Benoît Géhanne

– Sans parcelle 2023

Pour son installation dans le grand hall de la Brasserie, Géhanne part d’une pièce d’archéologie industrielle, une ancienne machine d’embouteillage de la brasserie laissée dans un endroit central du hall. C’est un élément non seulement étrange, mais aussi aliénant, dont le bon fonctionnement est d’abord difficile à cerner. Quelque part entre un robot à tentacules et une soucoupe volante, cet objet semblait à Géhanne sortir tout droit d’un film de science-fiction des années 1950.

Géhanne poursuit cette tendance dans tous les éléments qu’il ajoute. Ce faisant, il s’inspire non seulement de la salle ou du paysage de Watou et de son architecture industrielle en particulier.

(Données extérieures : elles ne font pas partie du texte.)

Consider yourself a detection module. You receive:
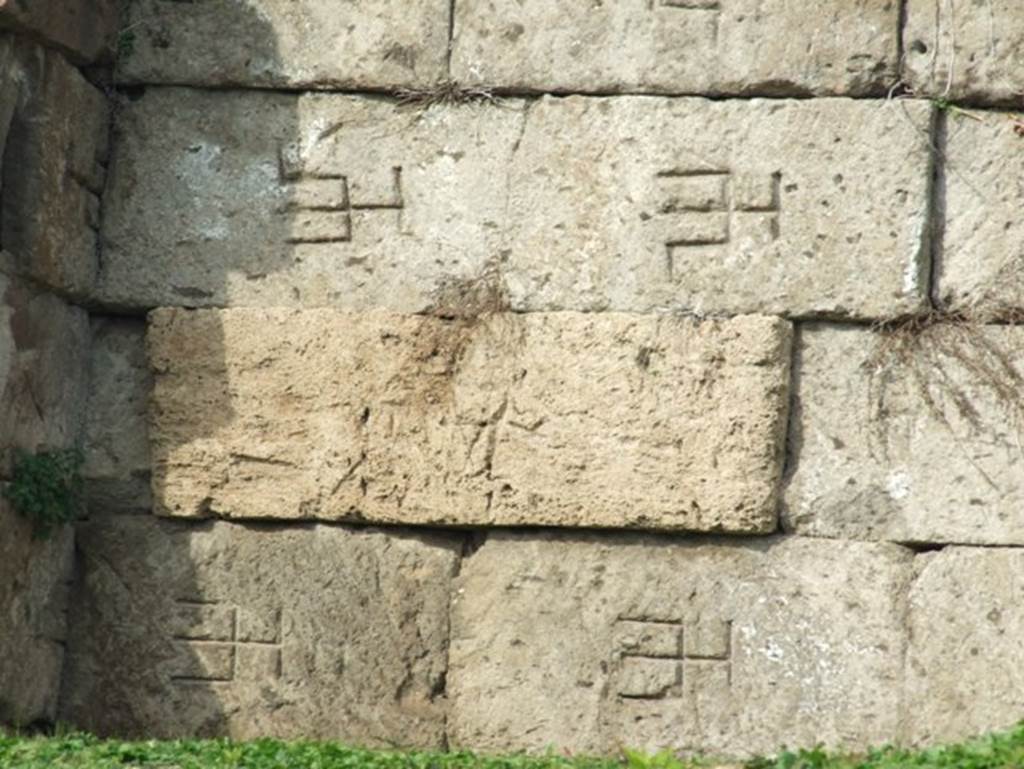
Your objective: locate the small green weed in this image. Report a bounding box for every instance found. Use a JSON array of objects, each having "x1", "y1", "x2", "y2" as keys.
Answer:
[{"x1": 3, "y1": 448, "x2": 85, "y2": 540}]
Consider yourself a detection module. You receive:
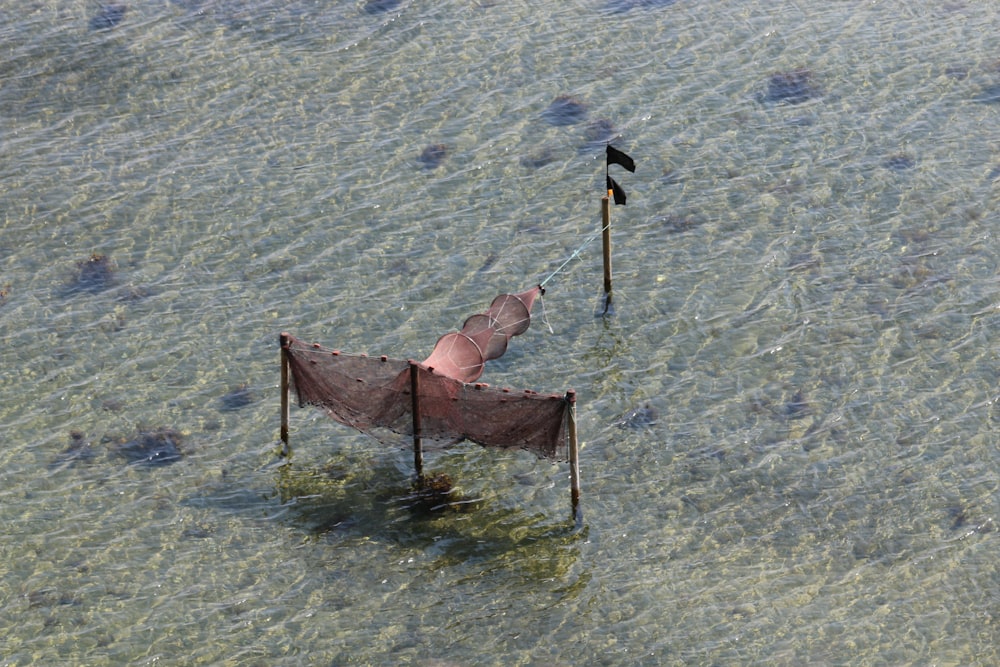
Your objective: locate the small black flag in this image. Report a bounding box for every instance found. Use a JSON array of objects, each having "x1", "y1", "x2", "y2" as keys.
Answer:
[
  {"x1": 608, "y1": 176, "x2": 625, "y2": 206},
  {"x1": 608, "y1": 144, "x2": 635, "y2": 174}
]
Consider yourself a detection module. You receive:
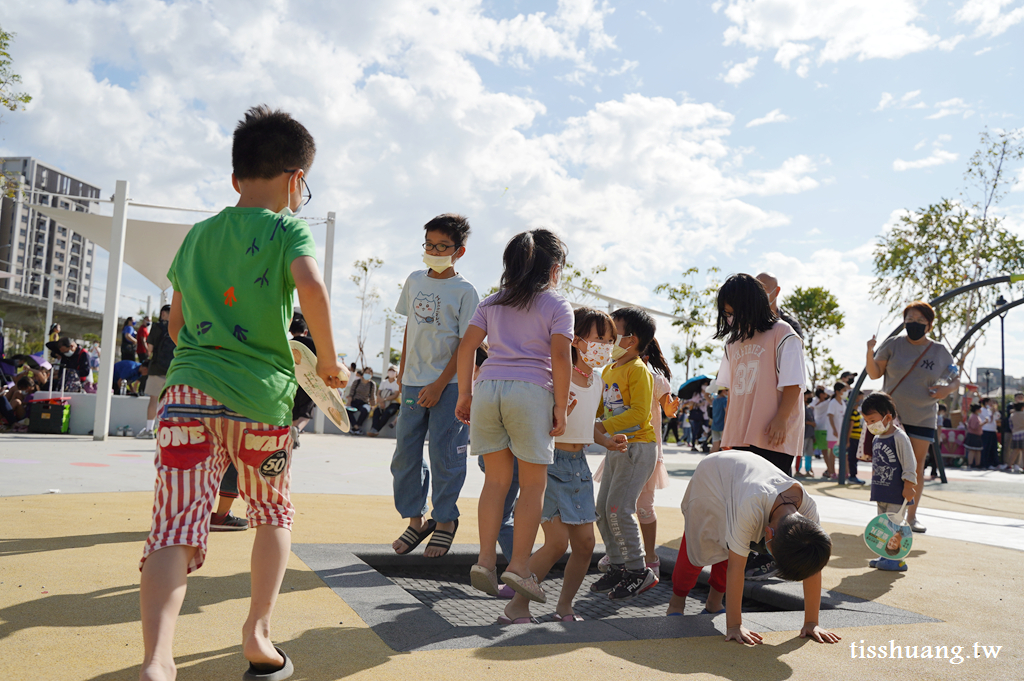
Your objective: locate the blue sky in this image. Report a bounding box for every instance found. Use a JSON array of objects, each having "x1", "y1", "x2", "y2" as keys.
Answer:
[{"x1": 0, "y1": 0, "x2": 1024, "y2": 385}]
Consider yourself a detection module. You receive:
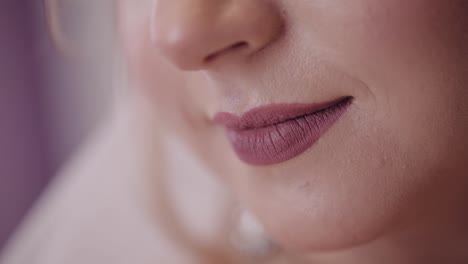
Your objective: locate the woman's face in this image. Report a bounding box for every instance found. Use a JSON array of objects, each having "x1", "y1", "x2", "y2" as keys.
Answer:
[{"x1": 120, "y1": 0, "x2": 468, "y2": 252}]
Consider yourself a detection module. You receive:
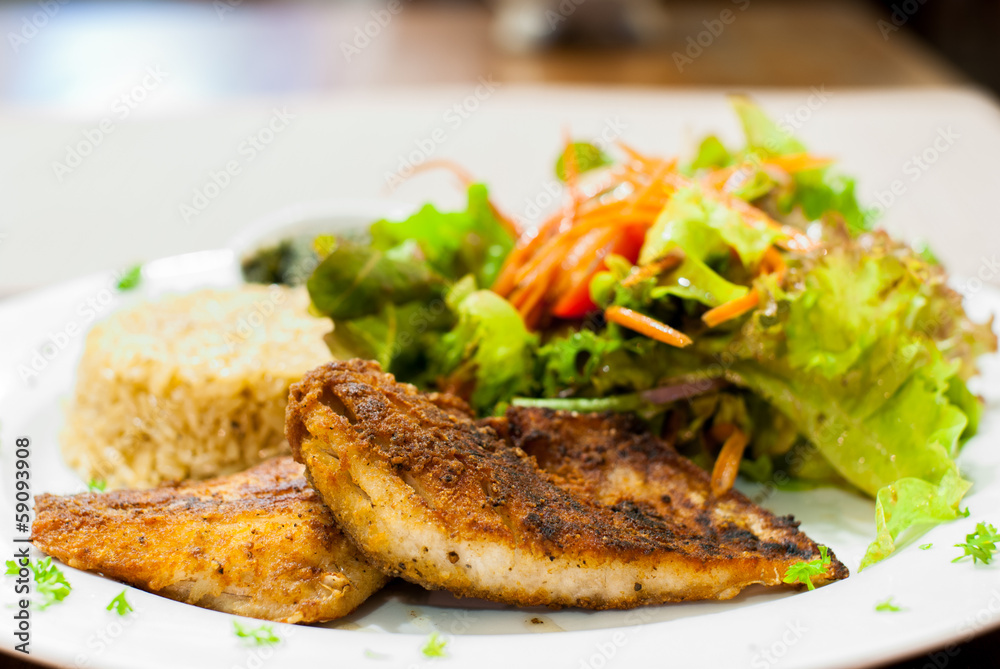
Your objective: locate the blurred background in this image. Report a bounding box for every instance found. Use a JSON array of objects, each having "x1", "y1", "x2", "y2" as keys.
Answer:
[
  {"x1": 0, "y1": 0, "x2": 1000, "y2": 111},
  {"x1": 0, "y1": 0, "x2": 1000, "y2": 297}
]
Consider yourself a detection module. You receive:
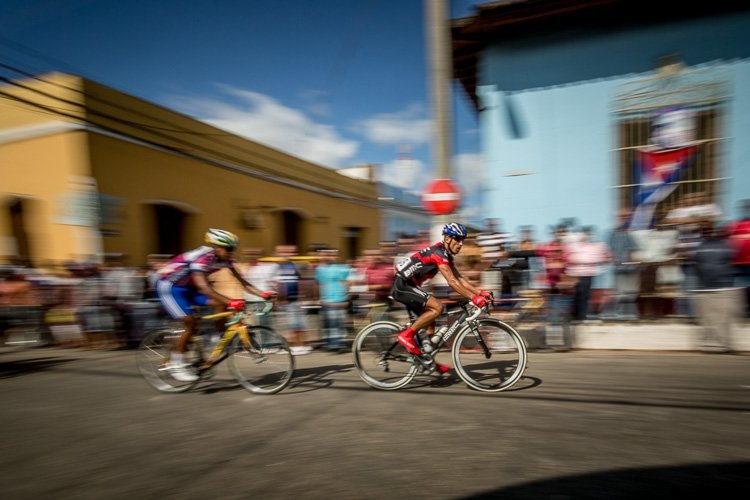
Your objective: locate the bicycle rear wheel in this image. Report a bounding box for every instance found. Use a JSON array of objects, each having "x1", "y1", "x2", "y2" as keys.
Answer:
[
  {"x1": 136, "y1": 328, "x2": 202, "y2": 392},
  {"x1": 229, "y1": 326, "x2": 294, "y2": 394},
  {"x1": 452, "y1": 318, "x2": 527, "y2": 392},
  {"x1": 352, "y1": 321, "x2": 418, "y2": 391}
]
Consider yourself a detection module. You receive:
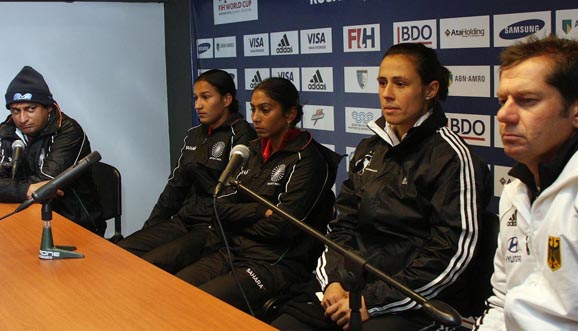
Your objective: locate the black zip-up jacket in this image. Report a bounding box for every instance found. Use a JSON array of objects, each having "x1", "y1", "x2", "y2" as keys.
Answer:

Une chanson de Beck (Waitin’ for a Train : I’m an alien from another sphere. The thing I like about the earth is the range of colours…) ou un texte de Mike Kelley, Ufology (2004), sur les ovnis laissent également leur empreinte.

Le long du mur est accrochée une série de quatre grandes peintures métalliques, chacune composée de quatre parties. Comme un puzzle, elles reconstituent une vision particulière de Watou grâce à des enregistrements photographiques de toits, de silos ou de hangars interagissant avec des formes peintes abstraitement.

Une série de sculptures colorées «instables» ont été installées dans la pièce, poursuivant l’enregistrement photographique fragmenté de Watou. Dans ces sculptures, l’accent est mis sur les marges et les vides, les architectures fonctionnelles et techniques, ou les infrastructures. Les sculptures semblent toutes inviter à être manipulées ou du moins porter en elles la possibilité d’un mouvement. Comme la partie machine incluse de façon harmonieuse dans cette composition, leur fonctionnement est difficile à déterminer. Elles ont des roues, ressemblent à des structures de table suspendues ou se connectent au plafond de la pièce.

Pour lire ces éléments, il faut souvent adopter une position inhabituelle. En fait, toute reconstruction finale ou signification que le visiteur déduit est tout aussi légitime. Ce qui est particulièrement important, c’est l’idée de retracer un langage visuel inconnu, perdu ou nouvellement découvert. Grâce à l’occasion donnée de déplacer le regard, de faire passer l’attention du familier à l’étrange, la désorientation initiale ouvre la voie à une lecture active de Watou. Il ne s’agit plus tant de reconnaître que d’essayer de savoir, de comprendre et donc de rencontrer.

1973, Cherbourg, France

Vit et travaille à Saint-Denis,

Le travail de Benoît Géhanne se déploie en séries aux travers de différentes pratiques : tableaux, volumes, dessins, photographies, installations. À partir de document, d’archives, ou encore de repérages photographiques, il procède par prélèvement, par découpage pour extraire des fragments. Ces morceaux, abstraits et rapportés, constituent alors la matrice des pièces et du travail d’atelier. En détachant des portions d’images, en éludant leurs référents, en les autonomisant, Benoît Géhanne sonde la résistance des formes. Il éprouve les habitudes d’un monde où l’acte de voir est directement lié à l’appropriation et à l’identification.

Ses pièces interrogent in fine la manière avec laquelle nous sommes amenés à regarder, à envisager toute chose.